Maltese Cross The Feed Icon—A new visual standard

We agree with Rogers Cadenhead that it is time to break out the icons. The folks over at Mozilla produced an icon to go with RSS feeds in Firefox, the browser alternative. Designed by Stephen Horlander, the icon maintains the prior orange RSS standard but does away with funky acronyms like XML, instead going for a completely visual, logo-like appearance. The icon is definitely a new standard because Microsoft will also be using it in Internet Explorer 7. So as of today, we’ve replaced the “RSS 2.0” links on our three feeds at Manufactured Environments with little Feed Icons.

You may be thinking to yourself: “I want in! I want to be part of this new standard in visual RSS bloggery.” Fortunately there’s a nice little website that contains the new Feed Icon in a bevy of formats and sizes, ranging from itsy 10x10 icons up to the 128x128 monster we have displayed in this blog entry. Oh, yeah, the site is Feed Icons - Help establish the new standard. If you’ve got a blog, we encourage you to use the icons for your feed(s).

If you’re saying to yourself: “What the funk is RSS?” Then we say to you: “Ah-ha! Not to worry! We’ll be back to the not-so-technical topics soon. Hang in there!”

Maltese Cross 3 Comments

This is not a comment about Manufactured Environment's implementation (which is excellent) of Matt's icon, but rather about the ways I have seen this icon used on other sites.

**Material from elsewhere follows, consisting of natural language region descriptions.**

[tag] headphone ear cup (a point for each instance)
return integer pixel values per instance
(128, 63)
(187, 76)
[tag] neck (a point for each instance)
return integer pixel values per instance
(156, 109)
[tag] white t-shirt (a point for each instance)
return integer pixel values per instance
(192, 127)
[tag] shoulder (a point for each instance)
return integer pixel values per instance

Some sites have simply replaced their text links or orange RSS/XML buttons with this icon without any explanatory text or labels. While a completely visual, logo-like appearance might appeal to those already in the know, its use sans any kind of label will not help increase the use of RSS feeds by the 96% of the people who don't know what they are. In fact, it might hinder folks who know what a feed is but don't know about the new icon. Perhaps a version of the icon with a label would help in some of these cases.

Also, I suspect the different behaviors experienced when the clicking the icon on a web page and clicking the icon in the browser will confuse many users. For example, in Firefox, clicking on the icon at the bottom of my browser window allows me to "Add Live Bookmark of this page's feed." Based on this experience, why should I think that this is the same icon I should look for when I want to subscribe to a podcast with ITunes? It seems that it might have been more helpful to have standardized what users should expect when they click on such an icon before standardizing the look of the icon.

I take the Feed icon to be intended to be a link to the feed. Of course, there are a variety of ways of implementing that. Some people, particularly WordPress users, link to their feeds with the feed:// URI prefix. Clicking such a link in Firefox produces an error. Not very friendly. In my opinion the link should at least go somewhere. I like having the Manufactured Environments feeds at FeedBurner because they use XSL to style the feed and make it more friendly to the end user, especially the person who doesn't know what an XML-based subscription feed is.

I agree that Feedburner would seem to be the best of those options.